Phase 3 DECISION Trial Investigating the Use of Nexavar (sorafenib) Demonstrated Significant Improvement in Progression-Free Survival in Patients with Radioactive Iodine-Refractory Differentiated Thyroid Cancer
Data to be Presented at Plenary Session at Annual Meeting of the American Society of Clinical Oncology
Data Form Basis for Regulatroy Submission Mid-Year in the United States; Additional Submissions to Follow Globally
Wayne, NJ and South San Francisco, CA. — Jun. 02, 2013 - Bayer HealthCare Pharmaceuticals and Onyx Pharmaceuticals, Inc. (Nasdaq: ONXX) today announced positive results from the Phase 3 DECISION trial investigating the use of Nexavar® (sorafenib) tablets in patients with locally advanced or metastatic radioactive iodine (RAI)-refractory differentiated thyroid cancer. These data will be presented in a plenary session on June 2, 2013, at the 49th Annual Meeting of the American Society of Clinical Oncology (ASCO) in Chicago, IL at 3:20pm CDT (Abstract #4).
Sorafenib significantly extended progression-free survival (PFS), the primary endpoint of the study, compared to placebo. The median PFS was 10.8 months among patients treated with sorafenib, compared to 5.8 months among patients receiving placebo (HR=0.587 [95% CI, 0.454-0.758]; p<0.0001). PFS was evaluated by an independent radiological review committee using Response Evaluation Criteria in Solid Tumors (RECIST). Safety and tolerability in the study were generally consistent with the known profile of sorafenib.
At the time of progression, patients had the option to cross over to open-label sorafenib at the discretion of the investigator; 71% of patients in the placebo arm received open-label sorafenib after progression; 27% of patients in the sorafenib arm received open-label sorafenib after progression.
There was no statistically significant difference in overall survival between the treatment arms (HR=0.802 [95% CI, 0.539-1.194]; p=0.138), a secondary endpoint of the trial.
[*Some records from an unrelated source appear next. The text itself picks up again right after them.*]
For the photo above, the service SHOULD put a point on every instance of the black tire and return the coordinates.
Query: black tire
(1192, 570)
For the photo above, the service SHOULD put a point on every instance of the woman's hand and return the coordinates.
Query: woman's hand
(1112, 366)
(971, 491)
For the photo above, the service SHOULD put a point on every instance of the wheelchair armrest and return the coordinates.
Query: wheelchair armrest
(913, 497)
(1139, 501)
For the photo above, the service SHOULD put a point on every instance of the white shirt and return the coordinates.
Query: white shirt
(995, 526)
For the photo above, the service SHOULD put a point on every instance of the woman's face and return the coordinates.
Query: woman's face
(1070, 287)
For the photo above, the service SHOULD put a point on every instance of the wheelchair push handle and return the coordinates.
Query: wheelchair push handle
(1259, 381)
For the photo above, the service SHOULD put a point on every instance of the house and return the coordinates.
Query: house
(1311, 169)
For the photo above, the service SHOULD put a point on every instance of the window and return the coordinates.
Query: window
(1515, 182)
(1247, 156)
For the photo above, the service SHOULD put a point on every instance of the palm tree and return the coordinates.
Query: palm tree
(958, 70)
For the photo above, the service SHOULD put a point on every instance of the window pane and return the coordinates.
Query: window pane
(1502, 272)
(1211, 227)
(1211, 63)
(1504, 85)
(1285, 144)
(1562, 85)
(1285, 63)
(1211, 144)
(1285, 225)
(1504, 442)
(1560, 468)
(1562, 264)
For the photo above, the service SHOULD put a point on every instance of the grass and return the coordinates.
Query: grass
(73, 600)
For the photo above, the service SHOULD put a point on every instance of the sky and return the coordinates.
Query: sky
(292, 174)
Median overall survival has not yet been reached in either arm.
The most common treatment-emergent adverse events across all grades occurring in >20% of patients taking sorafenib vs. placebo were hand-foot skin reaction (76.3% vs. 9.6%), diarrhea (68.6% vs. 15.3%), alopecia (67.1% vs. 7.7%), rash/desquamation (50.2% vs. 11.5%), fatigue (49.8% vs. 29.4%), weight loss (46.9% vs. 13.9%) hypertension (40.6% vs. 12.4), metabolic/laboratory (35.7% vs. 16.7%), anorexia (31.9% vs. 4.8%),oral mucositis (23.2% vs. 3.3%), pruritis (21.3% and 10.5%) and nausea (20.8% and 11.5%). Treatment-emergent adverse events led to discontinuation in 18.8% of patients who received sorafenib, compared to 3.8% of patients who received placebo.
"While most patients with differentiated thyroid cancer are cured, there is a major treatment gap for patients whose cancer no longer responds to standard therapies," said Marcia Brose, M.D., Ph.D., principal investigator of the DECISION trial and Assistant Professor in the Abramson Cancer Center and the Perelman School of Medicine at the University of Pennsylvania. "The DECISION results demonstrate sorafenib’s ability to extend progression-free survival compared to placebo in these patients, potentially providing a new treatment option for these patients."
“This trial is representative of our continued commitment to fully understanding sorafenib’s potential applicability, especially in hard-to-treat cancers where there are limited treatment options,” said Kemal Malik, MD, Member of the Bayer HealthCare Executive Committee and Head of Global Development.
“In the past 30 years, there have been no new treatment options approved for patients with radioactive iodine-refractory differentiated thyroid cancer,” said Pablo J. Cagnoni, M.D., Executive Vice President, Global Research & Development and Technical Operations, Onyx Pharmaceuticals. “We are pleased with the results of the DECISION study, which demonstrate sorafenib’s activity in patients who have no other treatment options.”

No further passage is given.